If a passenger refuses and does not qualify for a medical exemption, the customer is referred to a Delta conflict resolution officer.
Delta is also blocking middle seats until Sept. 30, and for some period beyond that.
The airline has rolled out its new policies while losing billions of dollars and slashing its workforce through buyouts and early retirements, as most travelers stay home due to the COVID-19 pandemic.
Airlines are touting safety practices as people weigh whether it is safe to fly. Delta says many of the new measures will be permanent.
In between flights, Delta employees or contractors pull open overhead bins and tray tables, spray a disinfectant throughout the cabin, then wipe down surfaces to clean them.
The process takes anywhere from about 40 minutes to a little over an hour, depending on the size of the plane, said Azeem Mistry, Delta’s director of airport operations.
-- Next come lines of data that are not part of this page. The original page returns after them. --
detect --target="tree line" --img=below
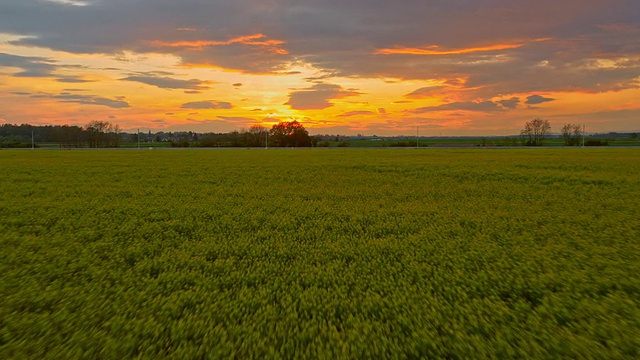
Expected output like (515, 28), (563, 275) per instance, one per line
(520, 118), (608, 146)
(0, 121), (318, 148)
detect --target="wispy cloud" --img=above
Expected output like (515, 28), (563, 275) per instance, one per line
(180, 100), (233, 109)
(285, 84), (360, 110)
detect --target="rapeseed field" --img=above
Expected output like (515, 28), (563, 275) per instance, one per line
(0, 149), (640, 359)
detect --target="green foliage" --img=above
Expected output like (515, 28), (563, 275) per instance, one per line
(0, 148), (640, 359)
(584, 139), (609, 146)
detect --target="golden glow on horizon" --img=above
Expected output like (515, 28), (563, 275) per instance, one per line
(0, 30), (640, 135)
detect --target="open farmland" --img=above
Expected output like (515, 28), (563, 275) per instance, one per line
(0, 149), (640, 359)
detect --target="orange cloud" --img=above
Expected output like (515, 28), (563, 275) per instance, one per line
(375, 44), (523, 55)
(152, 34), (286, 50)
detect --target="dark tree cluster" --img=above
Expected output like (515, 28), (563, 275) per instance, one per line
(562, 124), (584, 146)
(269, 121), (313, 147)
(520, 118), (551, 146)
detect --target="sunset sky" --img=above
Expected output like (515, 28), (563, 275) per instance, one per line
(0, 0), (640, 136)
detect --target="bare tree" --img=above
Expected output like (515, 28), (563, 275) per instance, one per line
(562, 124), (582, 146)
(520, 118), (551, 146)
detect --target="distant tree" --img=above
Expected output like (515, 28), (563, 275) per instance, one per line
(247, 125), (269, 147)
(562, 124), (582, 146)
(85, 120), (113, 148)
(520, 118), (551, 146)
(269, 121), (312, 147)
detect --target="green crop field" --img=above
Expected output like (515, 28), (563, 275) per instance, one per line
(0, 148), (640, 359)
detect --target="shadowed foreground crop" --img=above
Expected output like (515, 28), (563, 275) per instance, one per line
(0, 149), (640, 359)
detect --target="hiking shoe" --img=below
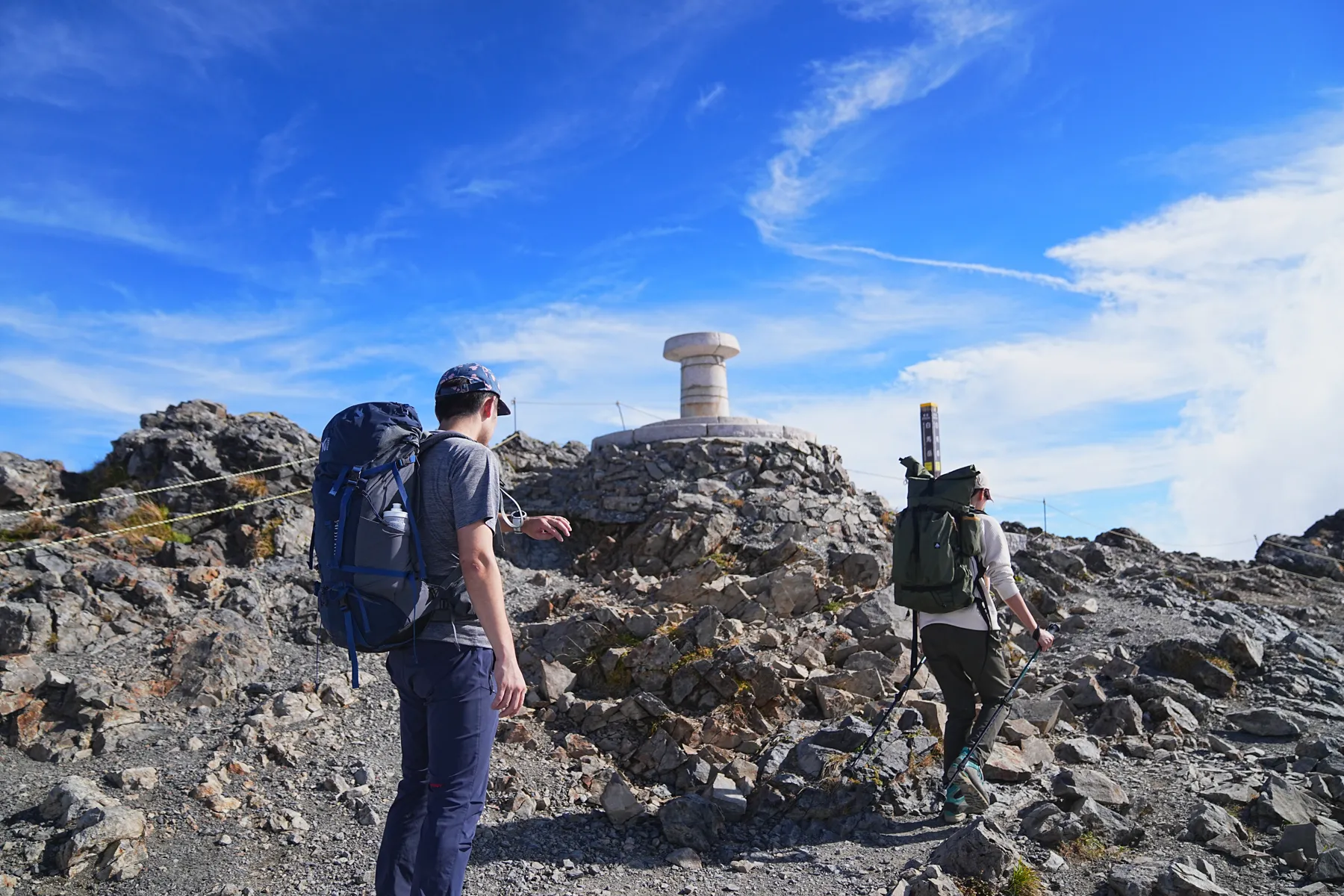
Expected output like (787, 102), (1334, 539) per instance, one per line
(953, 756), (993, 815)
(942, 783), (966, 825)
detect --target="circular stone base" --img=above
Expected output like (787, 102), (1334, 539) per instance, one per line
(593, 417), (817, 451)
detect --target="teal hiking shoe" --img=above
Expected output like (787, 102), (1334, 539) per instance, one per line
(942, 782), (966, 825)
(949, 750), (995, 815)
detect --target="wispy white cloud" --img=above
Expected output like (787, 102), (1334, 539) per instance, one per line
(0, 0), (308, 106)
(746, 0), (1013, 243)
(308, 216), (411, 286)
(785, 242), (1085, 293)
(788, 119), (1344, 553)
(687, 81), (729, 118)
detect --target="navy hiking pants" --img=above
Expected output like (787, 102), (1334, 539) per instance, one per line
(373, 641), (499, 896)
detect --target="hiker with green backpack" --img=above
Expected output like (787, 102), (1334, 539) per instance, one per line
(891, 458), (1055, 824)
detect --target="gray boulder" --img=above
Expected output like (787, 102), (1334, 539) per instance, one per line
(1227, 706), (1310, 738)
(1218, 629), (1265, 669)
(602, 772), (645, 825)
(1018, 802), (1086, 846)
(1255, 774), (1328, 825)
(1106, 862), (1163, 896)
(1087, 694), (1144, 738)
(0, 451), (66, 508)
(1312, 846), (1344, 884)
(1184, 802), (1246, 844)
(1157, 859), (1231, 896)
(1144, 638), (1236, 696)
(659, 794), (723, 853)
(1055, 738), (1101, 765)
(1050, 768), (1129, 807)
(844, 588), (910, 638)
(897, 865), (965, 896)
(929, 815), (1021, 884)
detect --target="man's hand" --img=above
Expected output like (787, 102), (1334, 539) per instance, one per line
(523, 516), (570, 541)
(491, 661), (527, 716)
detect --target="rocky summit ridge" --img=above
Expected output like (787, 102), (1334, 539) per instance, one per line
(0, 400), (1344, 896)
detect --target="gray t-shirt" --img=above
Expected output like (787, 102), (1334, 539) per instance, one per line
(418, 438), (500, 647)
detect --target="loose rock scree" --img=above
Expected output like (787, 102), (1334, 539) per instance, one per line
(0, 402), (1344, 895)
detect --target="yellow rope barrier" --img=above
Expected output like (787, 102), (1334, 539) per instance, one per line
(0, 489), (309, 555)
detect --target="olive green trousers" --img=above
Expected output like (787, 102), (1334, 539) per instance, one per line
(919, 623), (1009, 771)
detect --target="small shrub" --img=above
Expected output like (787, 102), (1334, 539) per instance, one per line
(1063, 830), (1106, 862)
(706, 551), (738, 572)
(252, 516), (285, 560)
(113, 501), (191, 544)
(668, 647), (714, 674)
(953, 877), (998, 896)
(1004, 859), (1042, 896)
(234, 476), (266, 498)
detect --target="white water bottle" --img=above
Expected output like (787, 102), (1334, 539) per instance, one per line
(383, 504), (411, 532)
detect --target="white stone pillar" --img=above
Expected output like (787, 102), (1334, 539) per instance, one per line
(662, 333), (742, 418)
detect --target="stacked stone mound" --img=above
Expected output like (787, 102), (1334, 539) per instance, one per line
(0, 399), (317, 565)
(499, 437), (890, 588)
(13, 402), (1344, 893)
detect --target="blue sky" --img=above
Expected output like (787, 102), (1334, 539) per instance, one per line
(0, 0), (1344, 556)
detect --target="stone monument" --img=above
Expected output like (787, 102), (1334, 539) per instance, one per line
(593, 333), (817, 450)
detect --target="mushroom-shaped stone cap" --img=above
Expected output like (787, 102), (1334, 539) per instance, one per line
(662, 333), (742, 361)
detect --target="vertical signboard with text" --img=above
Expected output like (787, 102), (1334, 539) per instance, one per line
(919, 402), (942, 476)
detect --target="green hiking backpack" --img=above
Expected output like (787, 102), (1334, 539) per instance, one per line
(891, 457), (986, 612)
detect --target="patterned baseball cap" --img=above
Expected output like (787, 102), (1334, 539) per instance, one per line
(434, 364), (514, 417)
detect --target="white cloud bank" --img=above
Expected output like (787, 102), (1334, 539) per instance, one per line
(790, 134), (1344, 555)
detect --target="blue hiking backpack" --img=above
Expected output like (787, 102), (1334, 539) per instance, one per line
(309, 402), (474, 688)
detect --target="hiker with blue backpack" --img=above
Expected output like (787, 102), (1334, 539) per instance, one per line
(313, 364), (570, 896)
(892, 458), (1055, 824)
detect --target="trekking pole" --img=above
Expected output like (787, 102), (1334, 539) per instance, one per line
(840, 653), (924, 778)
(937, 622), (1059, 799)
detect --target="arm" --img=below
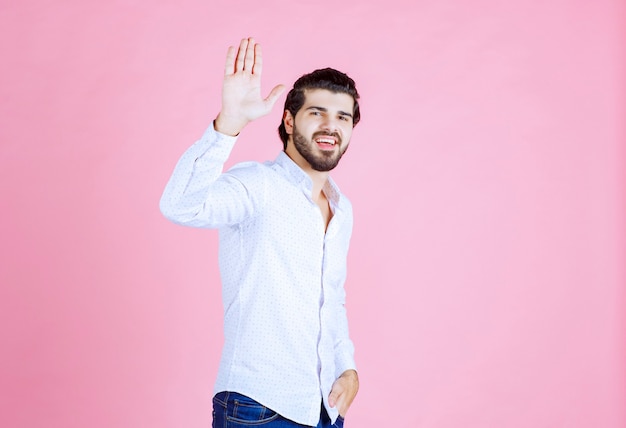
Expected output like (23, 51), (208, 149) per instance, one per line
(328, 206), (359, 417)
(160, 38), (284, 227)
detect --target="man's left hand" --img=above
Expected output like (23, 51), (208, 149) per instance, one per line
(328, 370), (359, 418)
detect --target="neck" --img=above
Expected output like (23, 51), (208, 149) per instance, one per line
(285, 144), (329, 200)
Since flight schedules had at least 40-45 minutes between flights, it takes some extra time, but not much, according to Mistry.
He said the company is also considering other measures such as UV lights to sanitize surfaces or some other type of continuous cleaning mechanism throughout the flight.
“We’re looking at ways where we can maintain the same level of clean that you get at boarding throughout the flight,” Mistry said. “That’s the next step.”
Josh Smith, Delta’s manager of environmental health and industrial hygiene, said most of Delta’s planes already have HEPA filtration systems that clean air every 2-3 minutes, with air circulating vertically between vents overhead and in the floor of the cabin. Other planes in Delta’s fleet without HEPA filtration draw in outside air, he said.